Outgoing pope's legacy debated by Kansas City area experts

KANSAS CITY, Mo. - Pope Benedict XVI's legacy is the subject of much debate.

Dennis Coday, managing editor of the National Catholic Reporter, has covered Benedict since he first became pope in 2005.

Coday said the high point of the pope's career was his push to encourage faith.

"He declared this the year of faith and wanted to increase Christianity in society," Coday explained.

But Coday said he was disappointed the pope wasn't more transparent about priests accused of sex crimes. Many of those priests were often reassigned to other churches to avoid prosecution and embarrassment for the church.

"The Pope apologized, but he could have done more," he added.

Jeff Weis is a Kansas City, Mo., resident and member of the St. Peter's Parish. He's hoping the pope's resignation will convince Bishop Robert Finn to stop down.
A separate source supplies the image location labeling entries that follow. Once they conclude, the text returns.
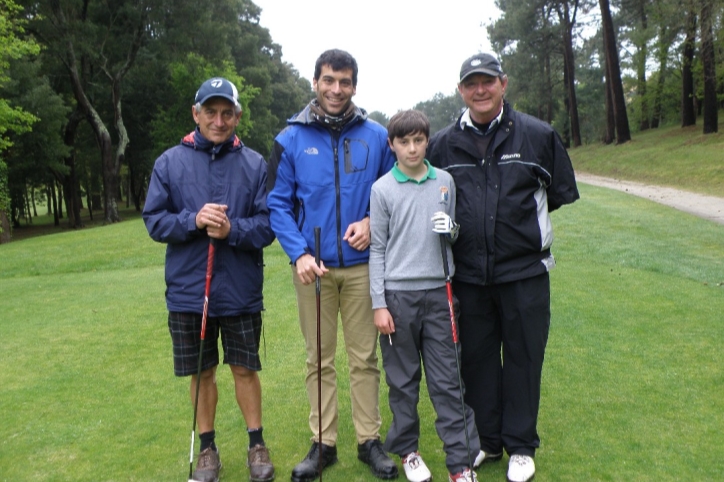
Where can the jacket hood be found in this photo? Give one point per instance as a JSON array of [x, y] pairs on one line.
[[196, 140], [305, 116]]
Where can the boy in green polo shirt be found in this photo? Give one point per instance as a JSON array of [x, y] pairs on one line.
[[410, 207]]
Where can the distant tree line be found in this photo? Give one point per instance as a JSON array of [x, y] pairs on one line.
[[112, 86], [92, 92]]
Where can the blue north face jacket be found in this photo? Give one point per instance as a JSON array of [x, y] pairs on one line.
[[322, 177], [185, 178]]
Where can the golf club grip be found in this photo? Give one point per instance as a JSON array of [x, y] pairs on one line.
[[207, 289], [317, 235], [443, 250], [318, 286], [448, 285]]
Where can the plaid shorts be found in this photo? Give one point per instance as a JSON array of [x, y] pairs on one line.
[[239, 338]]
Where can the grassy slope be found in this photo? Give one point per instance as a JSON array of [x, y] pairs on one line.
[[670, 156]]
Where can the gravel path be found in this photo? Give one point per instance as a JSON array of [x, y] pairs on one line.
[[707, 207]]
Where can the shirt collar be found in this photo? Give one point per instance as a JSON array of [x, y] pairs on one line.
[[402, 177], [466, 121]]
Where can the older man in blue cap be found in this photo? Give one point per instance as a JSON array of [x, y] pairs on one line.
[[212, 186]]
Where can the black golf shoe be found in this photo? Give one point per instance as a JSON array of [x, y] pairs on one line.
[[308, 469], [372, 453]]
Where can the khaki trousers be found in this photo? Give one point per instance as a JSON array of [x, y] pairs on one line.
[[345, 294]]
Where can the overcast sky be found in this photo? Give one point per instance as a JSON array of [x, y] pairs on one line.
[[407, 50]]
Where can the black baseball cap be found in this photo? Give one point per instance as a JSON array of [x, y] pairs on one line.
[[481, 64]]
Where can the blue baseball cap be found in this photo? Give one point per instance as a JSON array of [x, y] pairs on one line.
[[217, 87]]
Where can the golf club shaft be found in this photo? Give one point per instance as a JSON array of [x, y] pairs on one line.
[[448, 285], [318, 289], [207, 288]]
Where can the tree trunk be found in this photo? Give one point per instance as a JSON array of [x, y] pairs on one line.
[[610, 135], [71, 184], [54, 200], [641, 68], [567, 21], [28, 212], [5, 230], [663, 56], [711, 104], [89, 200], [60, 200], [623, 132], [688, 112], [32, 202]]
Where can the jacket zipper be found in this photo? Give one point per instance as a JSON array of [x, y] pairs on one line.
[[337, 191]]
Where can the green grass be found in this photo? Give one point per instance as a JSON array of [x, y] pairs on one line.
[[632, 385], [669, 156]]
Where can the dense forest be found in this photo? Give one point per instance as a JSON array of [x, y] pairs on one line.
[[92, 92]]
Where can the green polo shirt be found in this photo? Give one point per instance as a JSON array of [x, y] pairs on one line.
[[402, 177]]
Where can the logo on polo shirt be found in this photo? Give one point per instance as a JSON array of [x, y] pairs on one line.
[[444, 195]]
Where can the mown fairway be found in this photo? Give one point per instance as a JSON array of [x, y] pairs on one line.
[[632, 383]]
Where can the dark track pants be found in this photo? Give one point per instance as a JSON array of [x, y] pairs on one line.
[[423, 330], [504, 394]]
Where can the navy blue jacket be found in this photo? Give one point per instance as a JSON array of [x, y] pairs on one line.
[[321, 177], [185, 178], [504, 198]]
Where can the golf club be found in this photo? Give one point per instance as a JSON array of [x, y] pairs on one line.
[[453, 326], [209, 269], [318, 289]]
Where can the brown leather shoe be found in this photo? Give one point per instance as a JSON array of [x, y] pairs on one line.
[[260, 466], [207, 466]]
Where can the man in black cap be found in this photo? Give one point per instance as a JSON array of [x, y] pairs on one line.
[[212, 186], [511, 170]]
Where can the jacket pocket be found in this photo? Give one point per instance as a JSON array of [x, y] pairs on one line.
[[356, 155]]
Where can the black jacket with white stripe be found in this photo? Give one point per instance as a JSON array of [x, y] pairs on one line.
[[504, 199]]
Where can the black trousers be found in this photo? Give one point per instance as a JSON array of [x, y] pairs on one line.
[[503, 335]]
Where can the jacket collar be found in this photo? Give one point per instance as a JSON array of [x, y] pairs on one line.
[[305, 117], [466, 121], [196, 140]]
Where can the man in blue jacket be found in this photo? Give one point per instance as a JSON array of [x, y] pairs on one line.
[[211, 186], [321, 171], [511, 170]]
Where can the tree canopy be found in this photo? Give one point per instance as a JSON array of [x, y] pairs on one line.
[[92, 92]]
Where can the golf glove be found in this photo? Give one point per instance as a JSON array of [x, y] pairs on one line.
[[443, 224]]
"It shows that if the pope stepped down, other church leaders can do the same," Weis explained.

Finn was convicted of a misdemeanor for failing to report suspected child abuse. Prosecutors alleged Finn knew that Father Shawn Ratigan was taking pornographic pictures of children and did not report it to police.
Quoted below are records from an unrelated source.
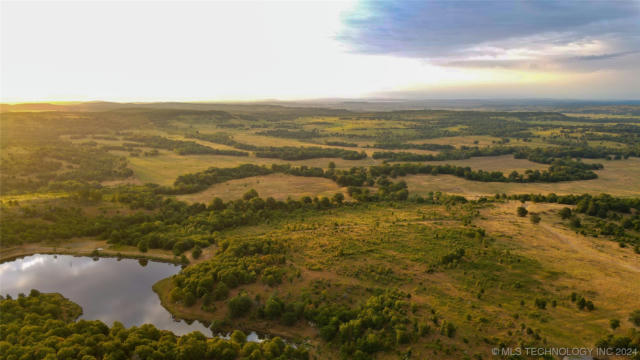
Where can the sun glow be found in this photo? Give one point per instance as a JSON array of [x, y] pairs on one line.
[[207, 51]]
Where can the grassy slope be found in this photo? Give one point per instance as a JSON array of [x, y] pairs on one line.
[[618, 178], [546, 260]]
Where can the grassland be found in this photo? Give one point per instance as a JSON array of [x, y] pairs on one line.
[[619, 178], [356, 249], [278, 186], [337, 253]]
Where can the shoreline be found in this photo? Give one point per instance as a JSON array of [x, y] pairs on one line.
[[84, 247]]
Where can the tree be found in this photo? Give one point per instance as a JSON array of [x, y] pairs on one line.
[[535, 218], [565, 213], [143, 246], [522, 211], [240, 305], [615, 323], [575, 222], [634, 317], [197, 251]]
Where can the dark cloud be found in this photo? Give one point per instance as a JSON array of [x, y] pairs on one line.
[[468, 33]]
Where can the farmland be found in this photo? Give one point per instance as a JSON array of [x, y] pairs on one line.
[[352, 234]]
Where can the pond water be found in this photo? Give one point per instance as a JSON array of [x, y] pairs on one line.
[[108, 289]]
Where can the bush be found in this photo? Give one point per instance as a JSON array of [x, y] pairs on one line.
[[522, 211], [240, 305], [143, 246], [565, 213], [197, 251], [615, 323], [535, 218], [634, 317]]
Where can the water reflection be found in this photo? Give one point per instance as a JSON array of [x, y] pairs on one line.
[[108, 289]]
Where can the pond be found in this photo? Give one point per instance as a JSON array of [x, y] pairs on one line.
[[108, 289]]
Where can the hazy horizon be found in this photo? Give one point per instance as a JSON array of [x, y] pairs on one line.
[[255, 51]]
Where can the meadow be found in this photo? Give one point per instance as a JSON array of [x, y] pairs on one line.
[[353, 234]]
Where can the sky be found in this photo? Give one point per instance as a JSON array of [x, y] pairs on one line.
[[242, 50]]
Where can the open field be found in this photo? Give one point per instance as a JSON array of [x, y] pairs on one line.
[[504, 163], [344, 247], [278, 186], [384, 272], [619, 178], [166, 167]]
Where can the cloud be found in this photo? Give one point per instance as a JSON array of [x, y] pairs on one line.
[[516, 33]]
Weis said it will be hard for the Catholic community in the greater Kansas City area to find peace until Finn steps down.
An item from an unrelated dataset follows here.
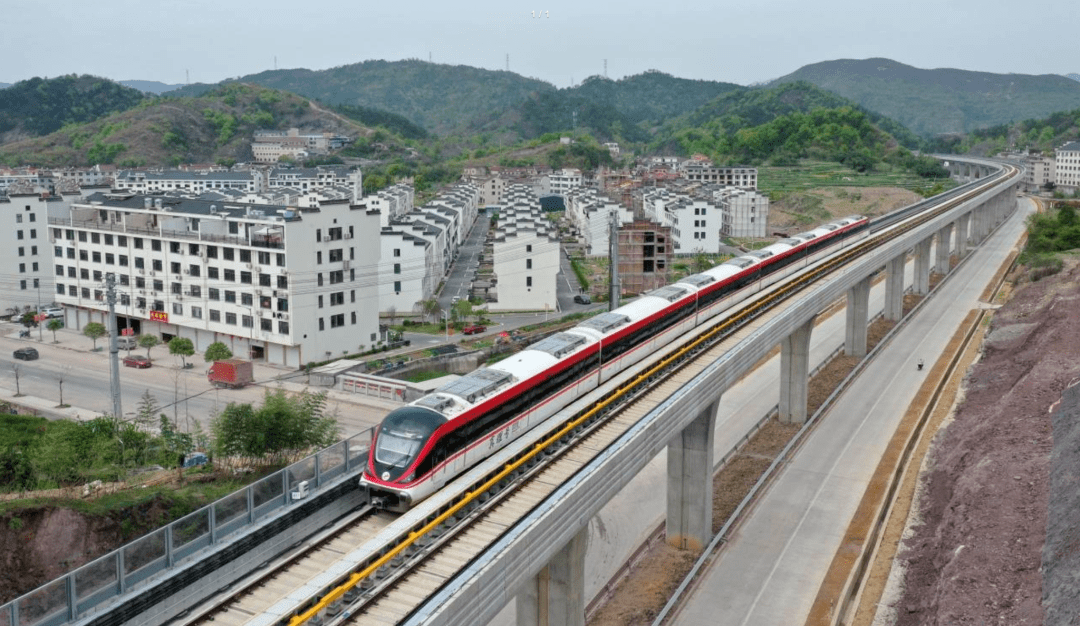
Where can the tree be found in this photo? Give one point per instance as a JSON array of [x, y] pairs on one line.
[[181, 346], [95, 330], [148, 341], [217, 351], [54, 325]]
Weis's online petition to remove Bishop Finn has more than 150,000 signatures. To find out more about the petition drive, visit http://chn.ge/TAa7e2

Finn said he was "surprised and saddened" by Benedict's decision in a statement Monday.

"He has been a wonderful Holy Father: Brilliant, joyful and holy. His whole ministry as a professor, priest, bishop, cardinal and pope has had historic and lasting implications," Finn said. "I ask all people of good will, especially our Catholic community, to pray for Pope Benedict and for the Church. We should begin even now to pray for the next pope."